My concern was on the lack of observation by the mainstream political parties of the policy framework that greeted the 1995 Fourth United Nations women conference in the Chinese capital of Beijing, which basically recommended certain percentages of women inclusion in all aspects of political governance globally. Of the 17 key goals under the Sustainable Development Goals (SDGs), number five demanded gender equality in terms of appointments into decision-making process.  Given the lack of adherence by the major political parties to the basic imperative of observing gender mainstreaming in deciding aspirants to run for public offices in the forthcoming election, I was seriously worried by the decline in the number of women that emerged from the fratricidal warfare that was termed party primaries of the two major political platforms: the All Progressives Congress (APC) and leading opposition party, the Peoples Democratic Party (PDP).

Of the two national parties, only the All Progressives Congress picked very insignificant percentage of women aspirants for the available slots in the forthcoming elections in 2019. Adamawa has two women who got tickets to stand for office of senators out of the three slots.
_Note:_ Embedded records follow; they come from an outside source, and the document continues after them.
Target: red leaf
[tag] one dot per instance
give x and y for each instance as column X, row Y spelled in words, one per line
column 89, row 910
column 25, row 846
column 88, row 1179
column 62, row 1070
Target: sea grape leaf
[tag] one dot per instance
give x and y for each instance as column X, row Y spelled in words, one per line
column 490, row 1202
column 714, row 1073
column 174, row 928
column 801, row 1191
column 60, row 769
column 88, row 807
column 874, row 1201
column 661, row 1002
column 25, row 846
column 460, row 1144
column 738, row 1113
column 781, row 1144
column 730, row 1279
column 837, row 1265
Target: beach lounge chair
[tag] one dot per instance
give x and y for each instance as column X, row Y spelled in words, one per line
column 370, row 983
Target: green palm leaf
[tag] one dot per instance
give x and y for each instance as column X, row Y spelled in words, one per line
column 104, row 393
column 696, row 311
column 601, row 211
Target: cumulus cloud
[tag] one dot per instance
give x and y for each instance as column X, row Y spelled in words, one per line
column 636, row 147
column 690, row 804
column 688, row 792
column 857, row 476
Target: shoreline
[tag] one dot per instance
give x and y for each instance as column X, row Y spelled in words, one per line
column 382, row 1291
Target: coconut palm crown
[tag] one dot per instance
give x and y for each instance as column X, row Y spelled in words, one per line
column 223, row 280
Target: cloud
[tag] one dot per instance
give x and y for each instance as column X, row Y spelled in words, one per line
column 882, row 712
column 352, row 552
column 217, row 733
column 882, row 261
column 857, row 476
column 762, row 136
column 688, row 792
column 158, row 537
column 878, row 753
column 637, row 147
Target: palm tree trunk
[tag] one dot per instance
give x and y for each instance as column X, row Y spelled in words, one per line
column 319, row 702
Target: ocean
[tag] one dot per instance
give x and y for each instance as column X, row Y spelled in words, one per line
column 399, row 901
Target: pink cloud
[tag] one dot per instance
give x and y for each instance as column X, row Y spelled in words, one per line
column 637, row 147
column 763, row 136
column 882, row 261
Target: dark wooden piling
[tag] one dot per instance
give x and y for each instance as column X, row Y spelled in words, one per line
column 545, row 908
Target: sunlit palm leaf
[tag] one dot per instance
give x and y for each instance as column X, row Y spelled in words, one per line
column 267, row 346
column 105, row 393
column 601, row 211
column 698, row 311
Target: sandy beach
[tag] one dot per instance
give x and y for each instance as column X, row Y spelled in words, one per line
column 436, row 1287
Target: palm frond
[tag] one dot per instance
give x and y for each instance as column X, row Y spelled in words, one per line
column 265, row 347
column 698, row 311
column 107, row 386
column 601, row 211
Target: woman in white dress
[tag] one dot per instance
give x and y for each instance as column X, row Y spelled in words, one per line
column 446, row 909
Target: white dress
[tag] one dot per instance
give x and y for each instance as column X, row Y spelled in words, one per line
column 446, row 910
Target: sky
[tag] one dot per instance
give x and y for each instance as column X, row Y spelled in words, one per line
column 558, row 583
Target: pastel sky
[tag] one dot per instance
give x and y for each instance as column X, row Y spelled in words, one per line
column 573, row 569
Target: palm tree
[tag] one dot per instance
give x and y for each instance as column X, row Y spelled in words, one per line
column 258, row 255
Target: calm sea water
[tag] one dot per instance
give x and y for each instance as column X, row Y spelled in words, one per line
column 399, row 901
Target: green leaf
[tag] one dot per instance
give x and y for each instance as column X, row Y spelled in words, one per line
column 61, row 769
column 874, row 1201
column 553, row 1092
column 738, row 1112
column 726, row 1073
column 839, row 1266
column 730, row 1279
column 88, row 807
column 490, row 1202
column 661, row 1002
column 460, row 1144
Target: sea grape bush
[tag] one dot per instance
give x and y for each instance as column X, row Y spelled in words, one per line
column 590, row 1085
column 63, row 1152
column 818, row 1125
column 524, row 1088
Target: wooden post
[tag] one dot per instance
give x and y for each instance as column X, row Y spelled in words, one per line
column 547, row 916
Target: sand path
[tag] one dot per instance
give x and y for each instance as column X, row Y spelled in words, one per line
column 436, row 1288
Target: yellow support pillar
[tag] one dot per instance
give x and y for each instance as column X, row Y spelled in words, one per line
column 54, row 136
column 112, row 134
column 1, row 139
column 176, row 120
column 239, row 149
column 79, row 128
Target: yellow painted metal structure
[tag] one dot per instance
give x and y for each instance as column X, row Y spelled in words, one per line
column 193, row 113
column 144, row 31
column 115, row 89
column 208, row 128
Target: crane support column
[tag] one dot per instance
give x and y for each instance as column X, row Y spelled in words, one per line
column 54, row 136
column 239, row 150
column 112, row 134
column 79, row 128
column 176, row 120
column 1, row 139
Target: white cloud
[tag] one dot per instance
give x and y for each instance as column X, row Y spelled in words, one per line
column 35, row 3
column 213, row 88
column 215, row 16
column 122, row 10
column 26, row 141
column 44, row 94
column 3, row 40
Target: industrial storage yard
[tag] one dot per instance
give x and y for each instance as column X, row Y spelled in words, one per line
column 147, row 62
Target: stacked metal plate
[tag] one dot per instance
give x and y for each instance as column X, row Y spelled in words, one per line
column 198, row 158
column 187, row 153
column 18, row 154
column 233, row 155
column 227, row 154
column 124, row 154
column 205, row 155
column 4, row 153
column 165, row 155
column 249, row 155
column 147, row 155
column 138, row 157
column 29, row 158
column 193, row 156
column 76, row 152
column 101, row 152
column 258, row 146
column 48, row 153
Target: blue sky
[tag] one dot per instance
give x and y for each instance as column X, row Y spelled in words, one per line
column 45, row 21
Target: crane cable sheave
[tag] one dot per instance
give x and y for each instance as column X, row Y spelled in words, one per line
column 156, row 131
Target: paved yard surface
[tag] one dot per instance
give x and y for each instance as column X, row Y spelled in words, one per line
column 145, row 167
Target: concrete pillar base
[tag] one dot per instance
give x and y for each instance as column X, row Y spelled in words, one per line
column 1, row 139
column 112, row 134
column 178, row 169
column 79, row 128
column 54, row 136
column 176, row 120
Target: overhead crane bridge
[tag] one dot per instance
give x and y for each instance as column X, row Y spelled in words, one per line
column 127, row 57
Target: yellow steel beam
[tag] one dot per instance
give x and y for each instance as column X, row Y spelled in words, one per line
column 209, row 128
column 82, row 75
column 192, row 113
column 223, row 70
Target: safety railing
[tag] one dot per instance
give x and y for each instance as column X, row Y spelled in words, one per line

On the other hand, the Peoples Democratic Party, which for over a decade respected the mainstreaming of women participation in governance, unfortunately did very badly. 

Take, for instance, the Federal Government administered by Dr Goodluck Jonathan between 2011 and 2015, made sure that women got a greater chunk of the top-flight federal appointments. Women got 33 per cent of top appointments made by the administration of Goodluck Jonathan, according to a statistics made available by the Nigerian Institute of Management. 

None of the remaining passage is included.